The primary reason for this patch is to allow separation between game and gemrb install information. This makes it possible to have a system gemrb.cfg file detailing the install paths etc (which will always be the same for all games), and have a separate, far smaller gamename.cfg file for each game, storing game type, paths, video settings etc.

Basically this means gemrb doesn't quit looking for config files after it's loaded one successfully, allowing more than 1 cfg to load, with different info in each. It also means that if for example you want to use the system config but with your own override directory, you can just put the override directory in your ~/.gemrb.cfg.

Note that it also works just great with one config file, as before, so it won't break anyone's existing setups.

Hope you enjoy!

Discussion

  • Nick
    Nick
    2009-04-15

     
    Attachments
  • Laszlo Toth
    Laszlo Toth
    2009-04-18

    This would give yet another config file to care for.
    We are supposed to handle the original game's config file which would store the video settings and such for that game.

    On the other hand, some might not want gemrb to overwrite a file in their installed game, and would rather like to have their config stored with gemrb. In any case, this needs some more consideration.

    I don't want to have 3 config files (four if we consider the gametype based ini file too).

     
  • Nick
    Nick
    2009-04-18

    Well some of the config files it looks for are expected to fail, so I don't expect many people would actually manage & load 3 or 4 configs.

    A major use could be to have a game installer offer to copy the game-install-specific parts to /etc/games/gamename.cfg , which could then be expected to work with a standard gemrb.cfg (whether installed locally (~/.gemrb/gemrb.cfg) or globally (/etc/games/gemrb.cfg)) being loaded first, without the user having to touch a .cfg themselves.
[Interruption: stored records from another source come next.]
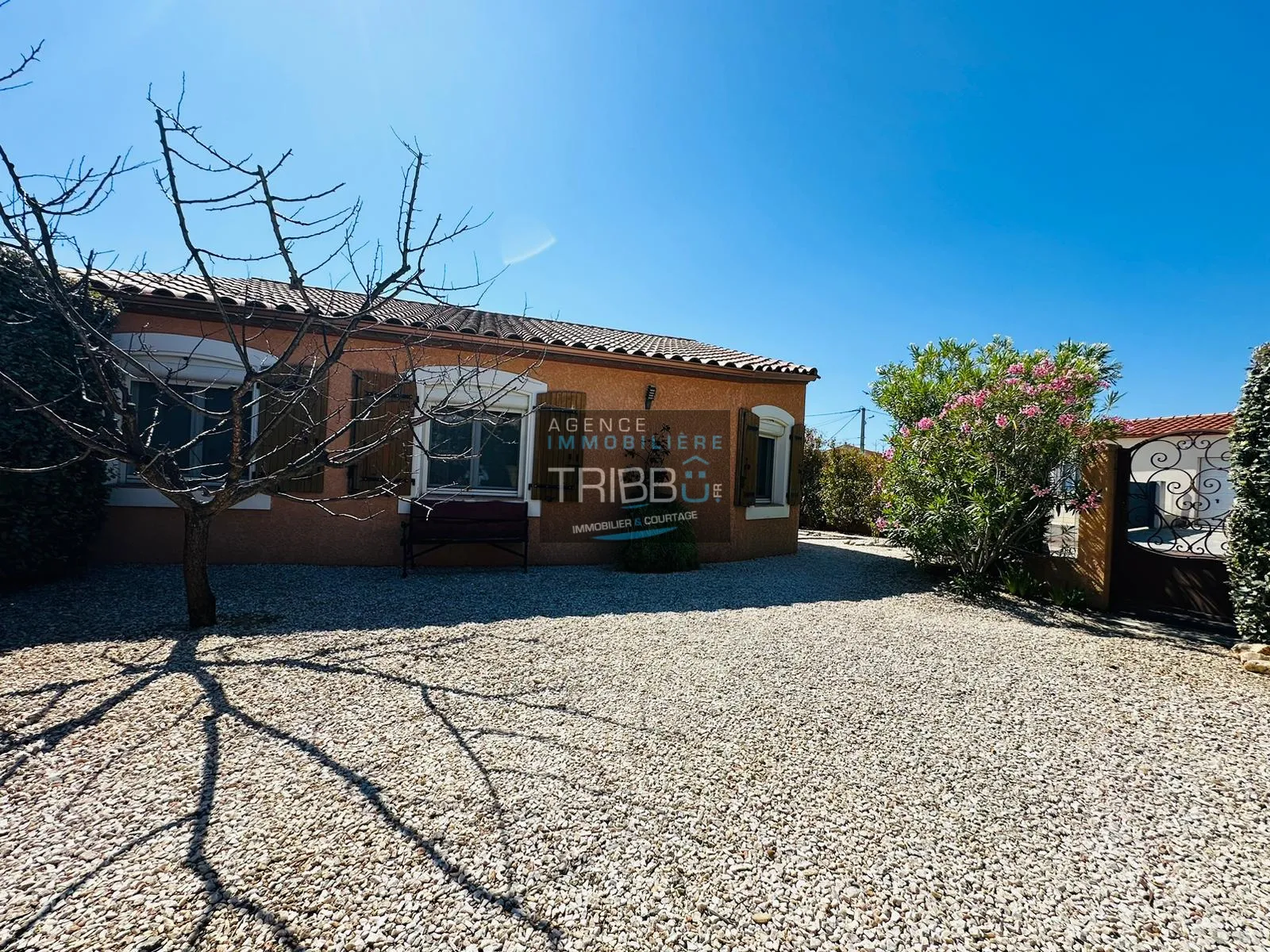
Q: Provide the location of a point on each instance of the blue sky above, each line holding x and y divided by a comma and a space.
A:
823, 183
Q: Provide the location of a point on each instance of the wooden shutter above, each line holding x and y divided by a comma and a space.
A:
302, 427
391, 404
747, 457
798, 438
556, 406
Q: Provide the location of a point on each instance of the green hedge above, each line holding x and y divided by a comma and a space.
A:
48, 520
1249, 524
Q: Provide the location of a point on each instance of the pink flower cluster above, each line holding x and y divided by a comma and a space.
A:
1091, 501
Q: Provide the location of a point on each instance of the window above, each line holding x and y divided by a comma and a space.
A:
764, 482
772, 461
476, 455
202, 440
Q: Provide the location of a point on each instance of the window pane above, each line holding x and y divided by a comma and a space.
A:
454, 441
499, 463
766, 465
213, 451
171, 422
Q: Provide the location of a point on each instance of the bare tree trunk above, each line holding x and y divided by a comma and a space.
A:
200, 600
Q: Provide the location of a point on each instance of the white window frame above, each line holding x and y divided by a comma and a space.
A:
778, 424
497, 391
183, 359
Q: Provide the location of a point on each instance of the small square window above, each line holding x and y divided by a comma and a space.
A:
483, 454
190, 423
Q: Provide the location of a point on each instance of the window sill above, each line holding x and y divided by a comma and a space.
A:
768, 512
148, 498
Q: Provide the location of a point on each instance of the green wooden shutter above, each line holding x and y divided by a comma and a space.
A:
391, 403
798, 440
302, 425
558, 406
747, 457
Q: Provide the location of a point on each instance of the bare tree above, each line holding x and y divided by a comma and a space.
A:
271, 422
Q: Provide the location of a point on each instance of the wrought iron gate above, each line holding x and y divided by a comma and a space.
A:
1172, 497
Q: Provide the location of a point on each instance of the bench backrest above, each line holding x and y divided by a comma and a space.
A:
470, 522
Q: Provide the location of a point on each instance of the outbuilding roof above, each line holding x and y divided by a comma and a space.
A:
279, 296
1174, 425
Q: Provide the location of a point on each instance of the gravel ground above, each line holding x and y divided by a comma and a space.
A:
795, 753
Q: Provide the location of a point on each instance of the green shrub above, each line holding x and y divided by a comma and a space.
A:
851, 490
810, 514
668, 552
983, 438
840, 486
1016, 581
48, 520
1249, 522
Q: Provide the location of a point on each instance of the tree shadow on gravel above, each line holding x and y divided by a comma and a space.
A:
206, 670
137, 602
1184, 632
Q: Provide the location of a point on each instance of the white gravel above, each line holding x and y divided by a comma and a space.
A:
795, 753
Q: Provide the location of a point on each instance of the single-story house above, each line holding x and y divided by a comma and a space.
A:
736, 420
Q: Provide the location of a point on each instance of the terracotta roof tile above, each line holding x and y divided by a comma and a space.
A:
1172, 425
279, 296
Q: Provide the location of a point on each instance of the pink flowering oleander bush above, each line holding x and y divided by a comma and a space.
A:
988, 442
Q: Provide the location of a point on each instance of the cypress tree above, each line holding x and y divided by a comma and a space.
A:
1249, 522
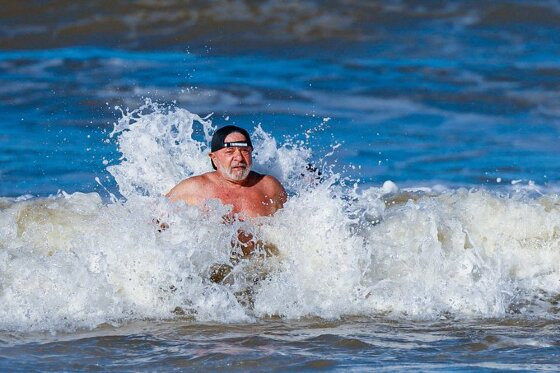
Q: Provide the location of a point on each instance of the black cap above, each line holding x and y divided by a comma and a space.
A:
221, 134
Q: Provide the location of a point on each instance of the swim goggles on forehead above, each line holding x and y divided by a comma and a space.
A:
240, 144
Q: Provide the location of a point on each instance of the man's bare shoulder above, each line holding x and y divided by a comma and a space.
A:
274, 188
192, 189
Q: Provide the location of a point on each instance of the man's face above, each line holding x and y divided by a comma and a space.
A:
233, 163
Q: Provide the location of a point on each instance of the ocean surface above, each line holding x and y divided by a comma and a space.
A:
419, 143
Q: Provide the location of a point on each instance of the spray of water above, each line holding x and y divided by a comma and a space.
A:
74, 260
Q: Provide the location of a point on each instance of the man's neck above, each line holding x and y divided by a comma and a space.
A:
231, 183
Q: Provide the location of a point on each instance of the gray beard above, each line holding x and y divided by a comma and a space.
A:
236, 177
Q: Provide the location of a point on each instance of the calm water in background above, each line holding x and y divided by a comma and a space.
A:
460, 94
If they wanted to change the default system-wide config, they just create a ~/.gemrb/gamename.cfg file and only fill it with the settings they want to override.

    That's the sort of usage I want to enable with this patch. And as I said, it'll still work just fine if you want to keep with one large config file per game.

     
  • Nick
    Nick
    2009-04-18

    P.S. regarding "some might not want gemrb to overwrite a file in their installed game, and would rather like to have their config stored with gemrb", this would be an easy fit with the above patch, as gemrb could just append / overwrite the settings to the user config (~/.gemrb/gamename.cfg), even if the game was loaded with settings from a unwritable cfg in /etc

     
  • Laszlo Toth
    Laszlo Toth
    2009-04-19

    I know, but in that case the original game's config should be ignored to keep the number of config files the same.
    So, i would look for the game specific cfg only if gemrb.cfg has a flag in it like: ownconfig=1
    Which would instruct gemrb to ignore the game's config and load its own.

     
  • Jaka Kranjc
    Jaka Kranjc
    2009-04-20

    Another idea is to add support for including/sourcing configs. That way the default number stays the same, but the upper limit is gone, which would allow for all kinds of flexible setups.